Predictable and scalable performance With Data Warehouse Units
SQL Data Warehouse is built with similar technologies as SQL Database, which means that users can expect consistent and predictable performance for analytical queries. Users should expect to see performance scale linearly as they add or subtract Compute nodes. Allocation of resources to your SQL Data Warehouse is measured in Data Warehouse Units (DWUs). DWUs are a measure of underlying resources like CPU, memory, IOPS, which are allocated to your SQL Data Warehouse. Increasing the number of DWUs increases resources and performance. Specifically, DWUs help ensure that:
- You are able to scale your data warehouse without worrying about the underlying hardware or software.

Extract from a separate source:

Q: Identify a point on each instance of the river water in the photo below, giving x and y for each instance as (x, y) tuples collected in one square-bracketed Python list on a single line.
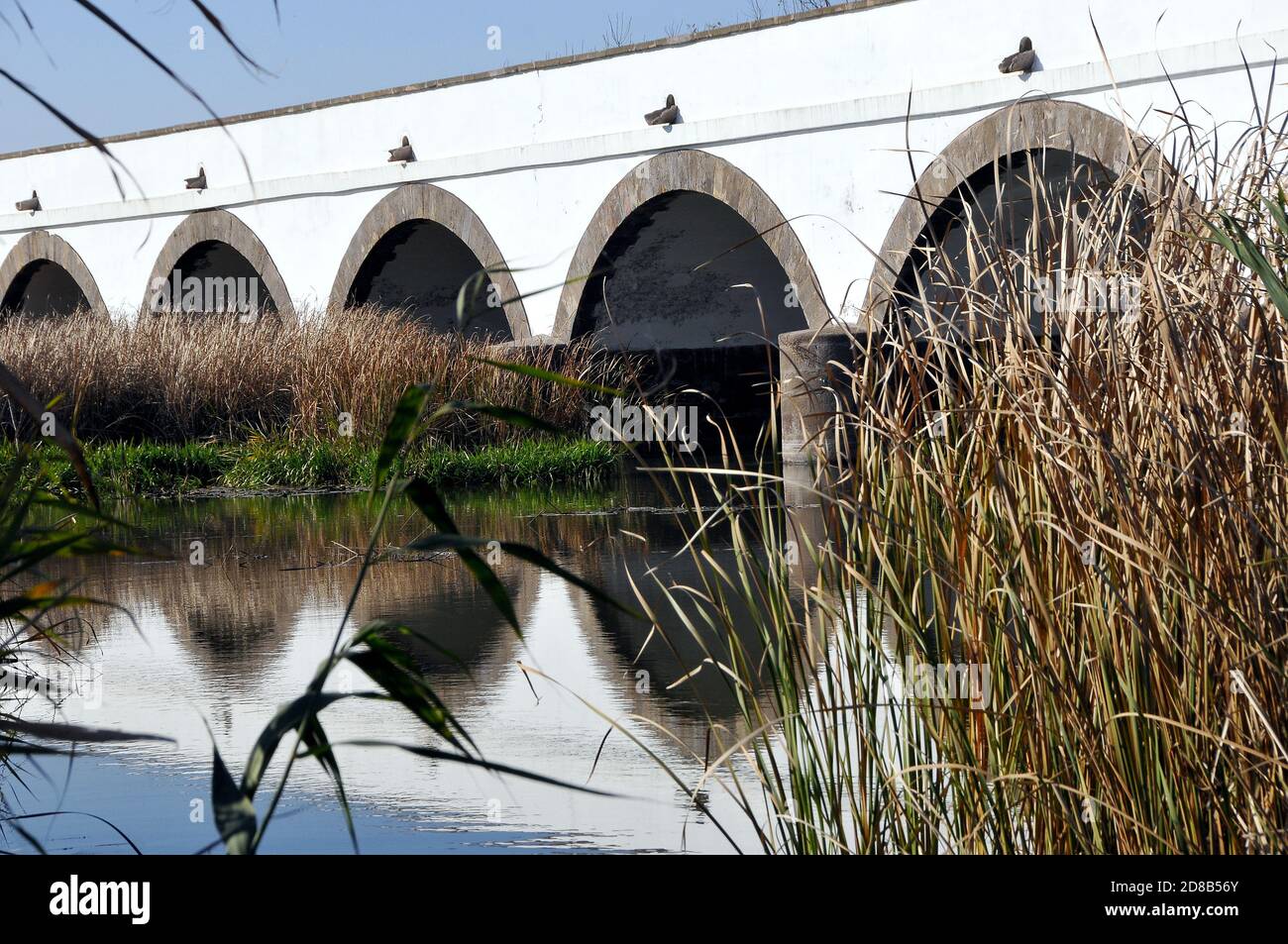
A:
[(226, 640)]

- You can predict performance improvement for a DWU level before changing the compute of your data warehouse.
- The underlying hardware and software of your instance can change or move without affecting your workload performance.
- Microsoft can improve the underlying architecture of the service without affecting the performance of your workload.
- Microsoft can rapidly improve performance in SQL Data Warehouse, in a way that is scalable and evenly effects the system.
Built on SQL Server
SQL Data Warehouse is based on the SQL Server relational database engine, and includes many of the features you expect from an enterprise data warehouse. If you already know T-SQL, it’s easy to transfer your knowledge to SQL Data Warehouse. Whether you are advanced or just getting started, the examples across the documentation will help begin. Overall, you can think about the way that we’ve constructed the language elements of SQL Data Warehouse as follows:
- SQL Data Warehouse uses T-SQL syntax for many operations. It also supports a broad set of traditional SQL constructs, such as stored procedures, user-defined functions, table partitioning, indexes, and collations.
- SQL Data Warehouse also contains various newer SQL Server features, including: clustered columnstore indexes, PolyBase integration, and data auditing (complete with threat assessment).
SQL Data Warehouse stores all data in Azure Premium locally redundant storage. Multiple synchronous copies of the data are maintained in the local data center to guarantee transparent data protection against localized failures. In addition, SQL Data Warehouse automatically backs up your active (unpaused) databases at regular intervals using Azure Storage Snapshots.
Integrated with Microsoft tools
SQL Data Warehouse also integrates many of the tools that SQL Server users may be familiar with. These tools include:
Hybrid data sources scenarios
Polybase allows you to leverage your data from different sources by using familiar T-SQL commands. Polybase enables you to query non-relational data held in Azure Blob storage as though it is a regular table. Use Polybase to query non-relational data, or to import non-relational data into SQL Data Warehouse.+
- PolyBase uses external tables to access non-relational data. The table definitions are stored in SQL Data Warehouse, and you can access them by using SQL and tools like you would access normal relational data.
- Polybase is agnostic in its integration. It exposes the same features and functionality to all the sources that it supports. The data read by Polybase can be in various formats, including delimited files or ORC files.
- PolyBase can be used to access blob storage that is also being used as storage for an HDInsight cluster. This gives you access to the same data with relational and non-relational tools.